First, figure out how much storage you need. Audit your Amazon, Google, Apple, Dropbox and Microsoft storage (we're talking personal files, not pro-level storage). They all have easy ways to see a visual breakdown of how much storage you are using and for what types of files. A photo or video collection is usually one of the biggest chunks of cloud storage. You could be surprised to find some unexpected space hogs, such as an automatic backup of all your text messages including photo attachments. Try backing up to a computer instead of the cloud, deleting past backups and clearing out old message attachments.

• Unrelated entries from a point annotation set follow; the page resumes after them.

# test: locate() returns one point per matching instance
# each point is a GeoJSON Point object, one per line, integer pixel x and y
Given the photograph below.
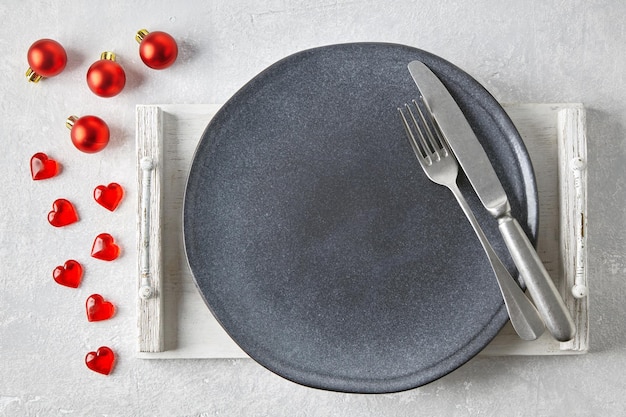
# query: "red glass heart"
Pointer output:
{"type": "Point", "coordinates": [70, 274]}
{"type": "Point", "coordinates": [62, 214]}
{"type": "Point", "coordinates": [108, 196]}
{"type": "Point", "coordinates": [104, 247]}
{"type": "Point", "coordinates": [98, 308]}
{"type": "Point", "coordinates": [101, 361]}
{"type": "Point", "coordinates": [43, 167]}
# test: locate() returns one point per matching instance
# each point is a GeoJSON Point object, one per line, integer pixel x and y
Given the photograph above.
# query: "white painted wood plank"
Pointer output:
{"type": "Point", "coordinates": [191, 331]}
{"type": "Point", "coordinates": [572, 162]}
{"type": "Point", "coordinates": [149, 308]}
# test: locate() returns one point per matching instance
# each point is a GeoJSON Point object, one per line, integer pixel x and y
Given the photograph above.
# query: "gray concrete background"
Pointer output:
{"type": "Point", "coordinates": [533, 51]}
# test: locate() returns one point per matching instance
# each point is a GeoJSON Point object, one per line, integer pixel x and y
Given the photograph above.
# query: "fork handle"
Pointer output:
{"type": "Point", "coordinates": [522, 313]}
{"type": "Point", "coordinates": [541, 287]}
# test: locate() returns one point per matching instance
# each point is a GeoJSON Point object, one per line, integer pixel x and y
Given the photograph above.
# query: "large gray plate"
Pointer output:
{"type": "Point", "coordinates": [317, 241]}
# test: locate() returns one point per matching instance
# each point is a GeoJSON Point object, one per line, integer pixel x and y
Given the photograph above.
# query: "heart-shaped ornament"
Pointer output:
{"type": "Point", "coordinates": [62, 214]}
{"type": "Point", "coordinates": [43, 167]}
{"type": "Point", "coordinates": [101, 361]}
{"type": "Point", "coordinates": [104, 248]}
{"type": "Point", "coordinates": [109, 196]}
{"type": "Point", "coordinates": [70, 274]}
{"type": "Point", "coordinates": [98, 308]}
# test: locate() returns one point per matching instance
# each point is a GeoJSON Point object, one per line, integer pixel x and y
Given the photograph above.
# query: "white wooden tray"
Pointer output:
{"type": "Point", "coordinates": [174, 322]}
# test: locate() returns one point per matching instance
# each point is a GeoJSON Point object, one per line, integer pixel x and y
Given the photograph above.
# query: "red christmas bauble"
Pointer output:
{"type": "Point", "coordinates": [46, 58]}
{"type": "Point", "coordinates": [89, 134]}
{"type": "Point", "coordinates": [158, 50]}
{"type": "Point", "coordinates": [105, 77]}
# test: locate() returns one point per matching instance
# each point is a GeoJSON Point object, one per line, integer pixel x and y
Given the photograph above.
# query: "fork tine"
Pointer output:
{"type": "Point", "coordinates": [419, 150]}
{"type": "Point", "coordinates": [424, 126]}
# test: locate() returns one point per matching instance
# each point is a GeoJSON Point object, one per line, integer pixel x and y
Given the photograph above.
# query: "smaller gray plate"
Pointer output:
{"type": "Point", "coordinates": [317, 241]}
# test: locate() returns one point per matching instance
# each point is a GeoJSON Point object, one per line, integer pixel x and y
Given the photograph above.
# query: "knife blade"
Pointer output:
{"type": "Point", "coordinates": [478, 169]}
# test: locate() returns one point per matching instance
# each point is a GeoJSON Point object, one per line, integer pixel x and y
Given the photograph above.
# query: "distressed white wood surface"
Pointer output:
{"type": "Point", "coordinates": [190, 331]}
{"type": "Point", "coordinates": [150, 310]}
{"type": "Point", "coordinates": [572, 162]}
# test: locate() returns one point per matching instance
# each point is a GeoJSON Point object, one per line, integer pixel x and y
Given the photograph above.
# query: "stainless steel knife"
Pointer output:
{"type": "Point", "coordinates": [478, 169]}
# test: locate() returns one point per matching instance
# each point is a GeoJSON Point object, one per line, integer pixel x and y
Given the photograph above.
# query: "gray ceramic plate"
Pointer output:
{"type": "Point", "coordinates": [317, 241]}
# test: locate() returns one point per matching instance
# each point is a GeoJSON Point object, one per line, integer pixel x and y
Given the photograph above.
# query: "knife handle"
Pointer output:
{"type": "Point", "coordinates": [541, 287]}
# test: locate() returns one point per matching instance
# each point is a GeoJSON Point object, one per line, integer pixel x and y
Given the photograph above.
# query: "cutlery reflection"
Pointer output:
{"type": "Point", "coordinates": [440, 165]}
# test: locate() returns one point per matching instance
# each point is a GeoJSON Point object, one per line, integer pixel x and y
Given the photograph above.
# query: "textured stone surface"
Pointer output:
{"type": "Point", "coordinates": [549, 51]}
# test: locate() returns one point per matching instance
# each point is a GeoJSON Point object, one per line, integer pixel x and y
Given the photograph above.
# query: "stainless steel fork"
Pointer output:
{"type": "Point", "coordinates": [440, 165]}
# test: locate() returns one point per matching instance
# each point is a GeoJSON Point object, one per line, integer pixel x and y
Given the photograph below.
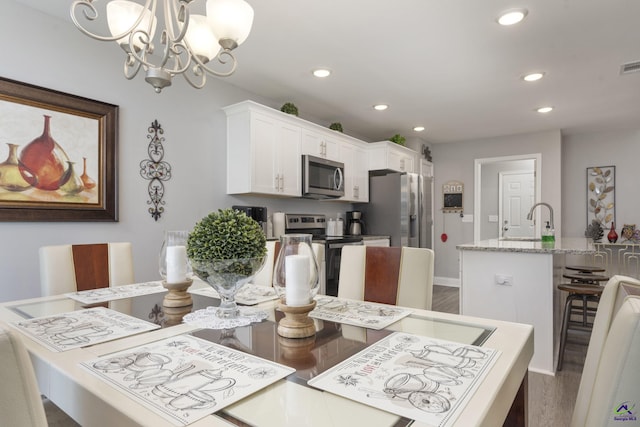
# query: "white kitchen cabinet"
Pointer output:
{"type": "Point", "coordinates": [386, 155]}
{"type": "Point", "coordinates": [320, 144]}
{"type": "Point", "coordinates": [263, 151]}
{"type": "Point", "coordinates": [356, 171]}
{"type": "Point", "coordinates": [426, 168]}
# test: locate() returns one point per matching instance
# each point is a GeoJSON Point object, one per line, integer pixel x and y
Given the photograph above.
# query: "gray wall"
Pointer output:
{"type": "Point", "coordinates": [55, 55]}
{"type": "Point", "coordinates": [620, 148]}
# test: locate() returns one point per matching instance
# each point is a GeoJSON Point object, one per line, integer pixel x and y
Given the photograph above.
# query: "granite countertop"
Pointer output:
{"type": "Point", "coordinates": [567, 245]}
{"type": "Point", "coordinates": [373, 237]}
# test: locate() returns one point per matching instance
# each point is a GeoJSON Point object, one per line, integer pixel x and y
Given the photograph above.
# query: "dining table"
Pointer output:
{"type": "Point", "coordinates": [499, 398]}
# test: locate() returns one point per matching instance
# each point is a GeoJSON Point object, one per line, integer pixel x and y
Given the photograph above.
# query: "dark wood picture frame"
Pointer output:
{"type": "Point", "coordinates": [101, 117]}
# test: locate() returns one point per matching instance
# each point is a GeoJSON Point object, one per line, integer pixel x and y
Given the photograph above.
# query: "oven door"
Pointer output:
{"type": "Point", "coordinates": [322, 178]}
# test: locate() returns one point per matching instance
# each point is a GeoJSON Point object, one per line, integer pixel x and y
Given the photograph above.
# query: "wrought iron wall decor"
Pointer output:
{"type": "Point", "coordinates": [155, 170]}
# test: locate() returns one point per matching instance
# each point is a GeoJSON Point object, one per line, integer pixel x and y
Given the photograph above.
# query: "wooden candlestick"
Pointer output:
{"type": "Point", "coordinates": [177, 295]}
{"type": "Point", "coordinates": [296, 323]}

Prune where you can, then shop around for the best price for however much storage you're using and reasonable upgrade options as you grow. Until recently, Google Photo's unlimited storage for slightly compressed photos was the biggest steal, but now it's only 15 GB for free, then $1.99 a month for 100 GB. Amazon still offers unlimited full-resolution photo storage for Prime members, with the caveat that you need to use its app to browse through them. Dropbox is up to 2 GB for free, then jumps to $9.99 a month for 2 TB. Apple's iCloud storage offers up to 5 GB for free or 50 GB starting at $0.99 a month.
In theory, you could spread your files across a few services for free, but that might lead to forgetfulness and heartbreak down the road. For some people, the right cloud storage option is whatever's tied into their phone. If it's ease of use you're looking for, Android users can stick with Google Drive and Apple users iCloud.